The Charlatans: recensione di We Are Love

I Charlatans tornano a Rockfield per catturare l'energia del passato e onorare la loro storia. Il risultato? Un album che profuma di anni '90: affascinante per i ricordi, ma con poche scintille di novità.

The Charlatans

We Are Love

(BMG)

new wave, brit pop, brit rock, soul groove, rock psichedelico


Dopo otto anni di silenzio dalla pubblicazione di Different Days, i The Charlatans tornano con We Are Love, il loro quattordicesimo album in studio. Registrato nei leggendari Rockfield Studios in Galles, dove la band non metteva piede dal 1997, e prodotto da Dev Hynes e Stephen Street, il disco segna un ritorno tanto atteso quanto carico di esperienze e memorie autobiografiche.

Il frontman Tim Burgess ha spiegato così la genesi di questo comeback discografico: “L’idea di hauntology e psicogeografia si riflette nel fatto che siamo tornati a Rockfield, un luogo ricco di storia per i The Charlatans. Per noi era importante rendere omaggio a tutti i membri che hanno fatto parte della band, e al contempo onorare noi stessi e il nostro passato, cercando di fare qualcosa di fresco e originale”.

Il problema è che il desiderio di ritrovare nuova energia e soluzioni originali, ispirandosi al proprio passato, resta purtroppo solo una buona intenzione. In realtà, il passato appare più come un rifugio sicuro che come un punto di partenza. Così i Charlatans – con Tim Burgess alla voce, Martin Blunt al basso, Mark Collins alla chitarra, Tony Rogers alle tastiere e Pete Salisbury alla batteria – si chiudono in una bolla autoreferenziale, consapevoli dell’inesorabile scorrere del tempo.

We Are Love ruota attorno alla consueta formula stilistica del quintetto inglese: groove morbidi e vellutati, dal respiro soul-funk intriso di malinconia e dolcezza (You Can’t Push the River, Deeper and Deeper), organi Hammond retró in primo piano a fare da guida, ritmiche calde, distorsioni lisergiche, chitarre luccicanti dal seducente tocco jangly (We Are Love), momenti più cupi e riflessivi che si alternano a melodie tutto sommato orecchiabili.

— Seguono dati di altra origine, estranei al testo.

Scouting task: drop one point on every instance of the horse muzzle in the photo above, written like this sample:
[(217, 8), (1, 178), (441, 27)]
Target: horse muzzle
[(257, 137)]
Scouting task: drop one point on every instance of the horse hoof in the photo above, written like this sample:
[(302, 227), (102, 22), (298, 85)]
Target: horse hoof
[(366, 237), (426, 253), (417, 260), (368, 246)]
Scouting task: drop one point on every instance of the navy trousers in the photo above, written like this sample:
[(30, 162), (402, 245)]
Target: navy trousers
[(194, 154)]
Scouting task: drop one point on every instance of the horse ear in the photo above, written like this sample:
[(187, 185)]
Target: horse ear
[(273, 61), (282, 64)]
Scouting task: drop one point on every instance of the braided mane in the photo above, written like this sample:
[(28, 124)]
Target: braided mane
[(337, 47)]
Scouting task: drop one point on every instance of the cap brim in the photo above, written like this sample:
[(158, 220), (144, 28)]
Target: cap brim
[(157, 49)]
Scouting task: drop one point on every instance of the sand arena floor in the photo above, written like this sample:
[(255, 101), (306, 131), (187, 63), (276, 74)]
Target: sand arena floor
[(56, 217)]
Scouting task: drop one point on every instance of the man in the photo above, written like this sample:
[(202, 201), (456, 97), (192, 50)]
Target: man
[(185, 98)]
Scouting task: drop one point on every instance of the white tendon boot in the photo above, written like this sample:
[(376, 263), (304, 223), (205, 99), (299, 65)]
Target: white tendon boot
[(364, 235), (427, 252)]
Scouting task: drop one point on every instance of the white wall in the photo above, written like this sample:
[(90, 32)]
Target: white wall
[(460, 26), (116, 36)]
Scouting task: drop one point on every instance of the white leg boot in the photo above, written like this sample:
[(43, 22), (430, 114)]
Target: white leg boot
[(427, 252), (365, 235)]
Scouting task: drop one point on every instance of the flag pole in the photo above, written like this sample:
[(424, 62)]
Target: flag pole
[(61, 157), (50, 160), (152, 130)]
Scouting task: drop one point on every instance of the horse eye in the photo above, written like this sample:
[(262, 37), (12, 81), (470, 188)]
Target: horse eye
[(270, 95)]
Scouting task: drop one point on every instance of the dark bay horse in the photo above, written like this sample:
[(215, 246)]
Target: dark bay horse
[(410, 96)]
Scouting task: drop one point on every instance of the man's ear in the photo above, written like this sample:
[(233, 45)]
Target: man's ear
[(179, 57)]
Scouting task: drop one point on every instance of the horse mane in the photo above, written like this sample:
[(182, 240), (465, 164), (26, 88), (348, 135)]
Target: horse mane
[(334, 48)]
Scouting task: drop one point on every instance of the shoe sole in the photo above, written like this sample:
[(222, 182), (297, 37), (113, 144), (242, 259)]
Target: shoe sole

Non mancano accenni di psichedelia west-coastiana di rimando ai Byrds (Out On Our Own) e atmosfere oniriche, ipnotiche, dai riflessi post-radiohead (Now Everything).

C’è equilibrio tra malinconia e leggerezza, tra l’impronta psichedelica di certi episodi madchesteriani e la brillante immediatezza brit-pop. Tuttavia, nonostante un appetito apparentemente rigenerato, manca quel guizzo creativo che un tempo trasformava il loro linguaggio in qualcosa di vivo – in quello che era considerato un dono naturale.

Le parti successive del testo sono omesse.